Fu dal 1988, a Seoul, che le olimpiadi e le Paralimpiadi cominciarono a disputarsi abitualmente in parallelo. In quell’occasione, i numeri dei giochi paralimpici superarono ogni record: i partecipanti furono 3.057, provenienti da 61 paesi, e le discipline sportive presenti furono 18, tra cui il basket, l’atletica e il nuoto. Nel 1989 fu istituito il comitato paralimpico internazionale, che, ancora oggi, organizza e gestisce le Paralimpiadi estive e invernali.
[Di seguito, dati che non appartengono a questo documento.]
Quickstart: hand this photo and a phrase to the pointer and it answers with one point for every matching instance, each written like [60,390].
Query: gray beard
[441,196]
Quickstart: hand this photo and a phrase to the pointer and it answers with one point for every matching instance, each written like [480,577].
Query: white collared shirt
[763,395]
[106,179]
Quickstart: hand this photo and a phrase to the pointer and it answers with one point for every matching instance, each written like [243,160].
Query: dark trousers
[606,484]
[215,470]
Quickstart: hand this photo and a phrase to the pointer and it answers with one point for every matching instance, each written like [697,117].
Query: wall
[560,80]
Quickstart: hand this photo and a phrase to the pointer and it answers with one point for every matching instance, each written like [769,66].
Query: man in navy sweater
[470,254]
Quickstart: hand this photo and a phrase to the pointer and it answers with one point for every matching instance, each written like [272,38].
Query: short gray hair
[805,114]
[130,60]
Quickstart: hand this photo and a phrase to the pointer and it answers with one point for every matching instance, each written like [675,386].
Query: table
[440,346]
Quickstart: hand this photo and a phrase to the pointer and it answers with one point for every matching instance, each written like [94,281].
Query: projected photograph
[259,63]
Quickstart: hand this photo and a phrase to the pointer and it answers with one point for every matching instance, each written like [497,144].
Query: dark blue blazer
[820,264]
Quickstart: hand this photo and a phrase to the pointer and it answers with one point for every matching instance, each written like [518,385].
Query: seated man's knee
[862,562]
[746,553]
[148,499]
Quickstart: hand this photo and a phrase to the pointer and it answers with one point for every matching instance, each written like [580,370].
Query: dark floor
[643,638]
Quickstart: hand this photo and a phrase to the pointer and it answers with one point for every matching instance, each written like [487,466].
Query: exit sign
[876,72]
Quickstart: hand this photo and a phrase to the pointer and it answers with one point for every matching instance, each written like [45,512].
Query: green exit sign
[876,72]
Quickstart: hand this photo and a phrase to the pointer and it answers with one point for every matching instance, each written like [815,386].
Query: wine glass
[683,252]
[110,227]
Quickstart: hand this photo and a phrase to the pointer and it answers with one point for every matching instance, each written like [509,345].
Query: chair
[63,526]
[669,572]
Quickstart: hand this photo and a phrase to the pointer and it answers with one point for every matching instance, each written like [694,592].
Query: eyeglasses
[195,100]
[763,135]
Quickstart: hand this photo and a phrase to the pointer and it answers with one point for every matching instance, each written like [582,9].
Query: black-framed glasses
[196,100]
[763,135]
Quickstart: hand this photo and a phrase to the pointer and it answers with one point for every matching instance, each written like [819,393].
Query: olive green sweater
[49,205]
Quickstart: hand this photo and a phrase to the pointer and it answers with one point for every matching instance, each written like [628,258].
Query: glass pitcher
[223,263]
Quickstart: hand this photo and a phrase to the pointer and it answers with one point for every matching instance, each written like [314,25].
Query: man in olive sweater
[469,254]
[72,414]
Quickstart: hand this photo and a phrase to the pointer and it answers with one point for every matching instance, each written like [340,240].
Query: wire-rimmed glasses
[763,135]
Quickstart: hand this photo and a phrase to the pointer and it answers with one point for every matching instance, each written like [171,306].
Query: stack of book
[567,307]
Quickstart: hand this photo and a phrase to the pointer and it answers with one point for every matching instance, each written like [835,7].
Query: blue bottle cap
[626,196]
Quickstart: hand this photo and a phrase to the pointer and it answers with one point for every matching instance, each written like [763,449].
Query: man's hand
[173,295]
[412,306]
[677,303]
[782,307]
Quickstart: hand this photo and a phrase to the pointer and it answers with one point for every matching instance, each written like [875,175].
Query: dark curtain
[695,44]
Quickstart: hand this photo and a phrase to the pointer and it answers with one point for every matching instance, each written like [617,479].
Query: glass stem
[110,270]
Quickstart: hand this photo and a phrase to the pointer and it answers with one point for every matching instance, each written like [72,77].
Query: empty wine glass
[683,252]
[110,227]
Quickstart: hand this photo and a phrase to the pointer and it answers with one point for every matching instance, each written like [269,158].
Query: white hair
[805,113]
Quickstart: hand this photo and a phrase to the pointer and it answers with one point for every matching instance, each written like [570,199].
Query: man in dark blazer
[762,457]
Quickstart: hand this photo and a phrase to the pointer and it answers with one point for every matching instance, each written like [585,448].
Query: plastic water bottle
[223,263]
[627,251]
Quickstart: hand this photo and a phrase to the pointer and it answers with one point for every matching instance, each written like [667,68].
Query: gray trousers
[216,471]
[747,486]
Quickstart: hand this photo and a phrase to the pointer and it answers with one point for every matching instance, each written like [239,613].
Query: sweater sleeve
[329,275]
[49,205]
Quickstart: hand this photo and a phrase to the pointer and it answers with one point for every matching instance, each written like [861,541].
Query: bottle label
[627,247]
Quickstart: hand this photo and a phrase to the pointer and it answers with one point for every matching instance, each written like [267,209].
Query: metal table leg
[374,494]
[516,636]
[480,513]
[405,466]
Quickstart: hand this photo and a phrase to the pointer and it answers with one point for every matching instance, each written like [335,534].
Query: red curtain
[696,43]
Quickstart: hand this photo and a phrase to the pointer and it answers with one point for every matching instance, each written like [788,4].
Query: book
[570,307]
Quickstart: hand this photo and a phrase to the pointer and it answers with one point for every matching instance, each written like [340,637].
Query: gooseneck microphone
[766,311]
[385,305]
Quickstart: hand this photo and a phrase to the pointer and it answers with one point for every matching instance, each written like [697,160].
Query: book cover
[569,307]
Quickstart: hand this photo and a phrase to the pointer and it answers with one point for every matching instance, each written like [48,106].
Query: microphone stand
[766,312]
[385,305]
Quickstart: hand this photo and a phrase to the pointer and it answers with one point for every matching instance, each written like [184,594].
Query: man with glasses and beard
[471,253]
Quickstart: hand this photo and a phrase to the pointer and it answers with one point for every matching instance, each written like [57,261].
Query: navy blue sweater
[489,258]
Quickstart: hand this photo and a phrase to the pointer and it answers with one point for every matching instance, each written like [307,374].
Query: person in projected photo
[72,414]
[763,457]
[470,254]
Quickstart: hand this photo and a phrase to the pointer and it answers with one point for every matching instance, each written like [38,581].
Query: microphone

Attualmente, l’importanza di questo evento è riconosciuta da tutti, nonostante permangano problemi e pregiudizi: le competizioni, infatti, sono spesso meno seguite dal pubblico e dai media, o vengono oscurate dalle gare olimpiche. Tuttavia, i mezzi di comunicazione, oltre alla divulgazione e agli appelli delle stesse persone con disabilità, hanno fatto molto per contrastare i preconcetti ancora presenti: in particolare, hanno scardinato l’idea che lo sport sia per pochi, e non per tutti. Ha avuto ampia diffusione, ad esempio, Rising Phoenix, un documentario uscito su Netflix nel 2020 che racconta le storie di nove atleti con disabilità motorie: in modo diretto e con un pizzico di ironia, le loro vicende mostrano che fare sport per chi ha una disabilità non vuol dire compiere imprese da supereroe o mostrare una forza speciale, un superpotere sconosciuto e ineguagliabile, come spesso ritiene l’immaginario comune, ma, allo stesso modo di qualsiasi atleta, allenarsi con costanza e tenacia per raggiungere risultati importanti e straordinari.